SALOMÉ
(Sortant des buissons et courant après Marie).
– Marie, arrête-toi !
MARIA
– Salomé, que fais-tu ? Pourquoi prétends-tu empêcher cette rencontre de s’accomplir ?
SALOMÉ
– Il y a du nouveau et nous devons savoir quoi faire !
MARIA
– Pourquoi sommes-nous venues ici, Salomé ? N’est-ce pas pour oindre le corps de Jésus ?
SALOMÉ
– Mais il n’est plus dans le tombeau !
MARIA
– Comment peux-tu le savoir ?
SALOMÉ
– N’as-tu pas vu et entendu ? Jésus est apparu à sa mère avec son corps !
MARIA
– Certes ! Mais as-tu vu son corps ?
SALOMÉ
– Non.
MARIA
– Moi non plus ! C’est une vision, Salomé... Je crois qu’elle a vraiment vu son corps, mais nous, non ! Nous sommes tenues d’accomplir notre mission. La vision avait pour but de rappeler à Marie que Jésus la reconnaissait comme sa mère, et qu’il était toujours son fils. Notre tâche demeure.
SALOMÉ
– Oui, il faut que je m’en persuade... Mais qui roulera la pierre ?
MARIA
– Oh ! Sans doute, la pierre aura déjà été roulée. L’aube pointe... (Elles prennent les baumes et s’approchent du tombeau).
MARIA et SALOMÉ
– Il est ouvert ! Il est ouvert !
(Elles entrent dans le tombeau, mais en sortent subitement en criant).
MARIA
(En pleurant).
– Il est vide... On l’a emporté !
SALOMÉ
– On l’a volé ! Fuyons ! Fuyons ! J’ai peur !
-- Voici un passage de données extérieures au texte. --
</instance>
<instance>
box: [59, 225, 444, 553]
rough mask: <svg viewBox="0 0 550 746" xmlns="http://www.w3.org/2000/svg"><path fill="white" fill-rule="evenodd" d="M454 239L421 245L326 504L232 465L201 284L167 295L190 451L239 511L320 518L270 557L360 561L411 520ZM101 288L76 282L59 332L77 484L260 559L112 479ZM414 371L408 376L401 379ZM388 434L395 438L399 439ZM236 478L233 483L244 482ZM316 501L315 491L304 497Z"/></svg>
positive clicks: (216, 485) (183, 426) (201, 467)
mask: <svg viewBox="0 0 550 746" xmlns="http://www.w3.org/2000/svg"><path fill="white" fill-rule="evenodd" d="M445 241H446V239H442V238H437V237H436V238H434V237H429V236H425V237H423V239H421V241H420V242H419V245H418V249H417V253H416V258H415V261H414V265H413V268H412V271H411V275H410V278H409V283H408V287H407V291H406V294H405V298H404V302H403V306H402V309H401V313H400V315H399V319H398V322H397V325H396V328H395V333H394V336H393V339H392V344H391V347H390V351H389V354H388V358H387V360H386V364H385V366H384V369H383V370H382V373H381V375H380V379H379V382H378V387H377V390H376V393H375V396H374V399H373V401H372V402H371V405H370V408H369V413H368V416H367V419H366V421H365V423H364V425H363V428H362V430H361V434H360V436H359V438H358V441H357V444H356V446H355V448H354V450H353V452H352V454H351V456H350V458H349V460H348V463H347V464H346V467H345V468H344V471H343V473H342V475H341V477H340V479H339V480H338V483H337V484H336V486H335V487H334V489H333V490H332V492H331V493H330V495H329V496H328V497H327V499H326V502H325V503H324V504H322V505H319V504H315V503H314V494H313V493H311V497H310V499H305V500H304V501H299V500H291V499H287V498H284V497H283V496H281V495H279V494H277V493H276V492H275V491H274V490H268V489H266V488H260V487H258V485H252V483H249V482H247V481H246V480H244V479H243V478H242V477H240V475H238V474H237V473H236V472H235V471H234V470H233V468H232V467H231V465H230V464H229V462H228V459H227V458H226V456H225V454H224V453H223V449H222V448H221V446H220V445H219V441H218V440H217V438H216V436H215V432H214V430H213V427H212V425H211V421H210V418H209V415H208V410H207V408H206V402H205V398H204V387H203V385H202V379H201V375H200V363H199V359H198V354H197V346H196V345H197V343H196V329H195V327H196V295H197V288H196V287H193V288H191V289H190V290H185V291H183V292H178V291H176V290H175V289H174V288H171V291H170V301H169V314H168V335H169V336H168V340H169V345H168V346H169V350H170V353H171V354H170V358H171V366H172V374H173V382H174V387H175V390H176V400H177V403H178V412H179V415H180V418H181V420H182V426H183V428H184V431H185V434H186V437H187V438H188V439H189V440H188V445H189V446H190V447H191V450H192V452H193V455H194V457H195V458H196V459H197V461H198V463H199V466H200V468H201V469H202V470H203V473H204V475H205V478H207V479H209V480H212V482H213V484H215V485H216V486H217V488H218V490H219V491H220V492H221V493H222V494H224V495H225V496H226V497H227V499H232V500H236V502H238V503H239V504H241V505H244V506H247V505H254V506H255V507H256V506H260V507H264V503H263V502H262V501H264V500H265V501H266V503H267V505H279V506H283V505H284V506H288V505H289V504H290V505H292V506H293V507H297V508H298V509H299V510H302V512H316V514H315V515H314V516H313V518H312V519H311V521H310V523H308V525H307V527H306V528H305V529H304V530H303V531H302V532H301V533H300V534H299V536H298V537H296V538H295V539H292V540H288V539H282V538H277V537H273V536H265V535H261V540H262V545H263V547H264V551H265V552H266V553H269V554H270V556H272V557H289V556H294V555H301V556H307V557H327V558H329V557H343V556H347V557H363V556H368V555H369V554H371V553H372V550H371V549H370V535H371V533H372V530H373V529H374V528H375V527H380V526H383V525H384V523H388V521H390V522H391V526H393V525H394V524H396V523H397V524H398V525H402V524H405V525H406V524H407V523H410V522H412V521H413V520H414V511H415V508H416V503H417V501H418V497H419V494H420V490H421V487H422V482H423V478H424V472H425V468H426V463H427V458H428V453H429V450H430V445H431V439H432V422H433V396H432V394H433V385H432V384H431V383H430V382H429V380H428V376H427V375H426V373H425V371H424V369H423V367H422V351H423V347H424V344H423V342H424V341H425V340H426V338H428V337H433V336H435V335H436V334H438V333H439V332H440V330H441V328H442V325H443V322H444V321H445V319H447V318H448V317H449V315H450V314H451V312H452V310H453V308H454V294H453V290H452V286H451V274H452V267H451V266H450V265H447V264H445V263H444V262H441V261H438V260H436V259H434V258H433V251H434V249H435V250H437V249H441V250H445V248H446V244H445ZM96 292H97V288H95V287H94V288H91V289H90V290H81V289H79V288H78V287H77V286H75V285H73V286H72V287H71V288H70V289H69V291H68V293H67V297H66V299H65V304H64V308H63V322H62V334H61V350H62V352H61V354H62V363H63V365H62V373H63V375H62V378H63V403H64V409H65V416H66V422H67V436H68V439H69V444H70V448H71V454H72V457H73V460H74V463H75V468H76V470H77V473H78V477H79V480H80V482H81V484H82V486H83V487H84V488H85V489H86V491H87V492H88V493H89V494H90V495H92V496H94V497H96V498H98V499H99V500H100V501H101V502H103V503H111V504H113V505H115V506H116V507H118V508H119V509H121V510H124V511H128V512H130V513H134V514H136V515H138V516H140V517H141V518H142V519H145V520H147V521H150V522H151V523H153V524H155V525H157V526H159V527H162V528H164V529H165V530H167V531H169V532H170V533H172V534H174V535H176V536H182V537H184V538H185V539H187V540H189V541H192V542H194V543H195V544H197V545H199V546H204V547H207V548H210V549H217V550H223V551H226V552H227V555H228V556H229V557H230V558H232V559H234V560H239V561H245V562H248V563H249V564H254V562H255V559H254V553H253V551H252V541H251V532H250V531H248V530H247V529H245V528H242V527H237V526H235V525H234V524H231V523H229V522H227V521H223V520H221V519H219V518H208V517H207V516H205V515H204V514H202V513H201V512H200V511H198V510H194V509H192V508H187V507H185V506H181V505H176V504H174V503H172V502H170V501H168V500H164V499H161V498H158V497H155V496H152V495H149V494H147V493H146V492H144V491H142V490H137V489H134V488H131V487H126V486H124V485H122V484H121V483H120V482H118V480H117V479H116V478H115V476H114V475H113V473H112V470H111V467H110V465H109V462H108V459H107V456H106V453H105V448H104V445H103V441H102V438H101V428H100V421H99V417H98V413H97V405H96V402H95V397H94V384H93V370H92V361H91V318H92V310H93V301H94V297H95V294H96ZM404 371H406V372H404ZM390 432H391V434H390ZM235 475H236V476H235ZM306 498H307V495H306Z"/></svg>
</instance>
(Elles viennent au centre de la scène).
MARIA
– Je suis convaincue qu’il a été emporté par le jardinier.
SALOMÉ
– Pour quoi faire ? Le corps de Jésus n’était-il pas dans un tombeau sûr, dans un jardin privé et bien gardé ? Ne m’as-tu pas dit que Joseph avait donné l’ordre de préparer le corps pour son onction ? Le changer de place, mais pourquoi ? Non, Maria, le corps a été volé.
MARIA
– Mais par qui ?
SALOMÉ
– Par les Juifs, Maria. Je suis convaincue de ce que tu as dit : les Juifs n’ont pas accepté que le Procurateur ait concédé à Joseph d’enterrer Jésus dans son tombeau. Pour eux il était un criminel... un corps à jeter dans la fosse des maudits, aux ordures et non dans le tombeau d’un riche, membre du Sanhédrin.
MARIA
– J’aurais souhaité ne pas le croire, mais tu m’en persuades... Pourtant, je ne suis pas encore convaincue... Toutefois, c’est possible... Ne perdons pas de temps. (En réfléchissant). Écoute, Salomé, va chez les frères pour leur annoncer la triste nouvelle, tandis que moi je reste ici, en espérant rencontrer le jardiner... Il va bien venir dans son jardin.
SALOMÉ
– J’irai aussi chez Joseph, puisque le tombeau lui appartient, donc aussi le corps, car c’est à lui qu’il a été donné.
MARIA
– Oui, tu as raison. Et s’il y a eu crime, il lui revient de porter plainte auprès du Procurateur.
SALOMÉ
(Embrassant Maria).
– Au revoir, Maria, mais je reviens vite, car j’ai peur que les Juifs ne soient les responsables du vol.
(Elle s’en va en courant).
MARIA
(Elle la suit du regard. En se retournant, elle voit le grenadier non loin et s’en approche. Il est en fleurs. Ravie de sa beauté solitaire et sauvage, sous le coup de l’émotion, elle chante).
Sous tes branches couronnées de baies
Rouges en fleurs,
Que la brise du matin caresse
Et l’aurore enflamme
Pourrais-je me reposer,
Grenadier solitaire ?
J’aurais l’illusion d’avoir attendri
Le corps taché de sang de Celui que j’aime,
Mes mains veloutées de baume
Au parfum de jasmin.
(Elle s’assied au pied de l’arbre, se détend et doucement s’endort).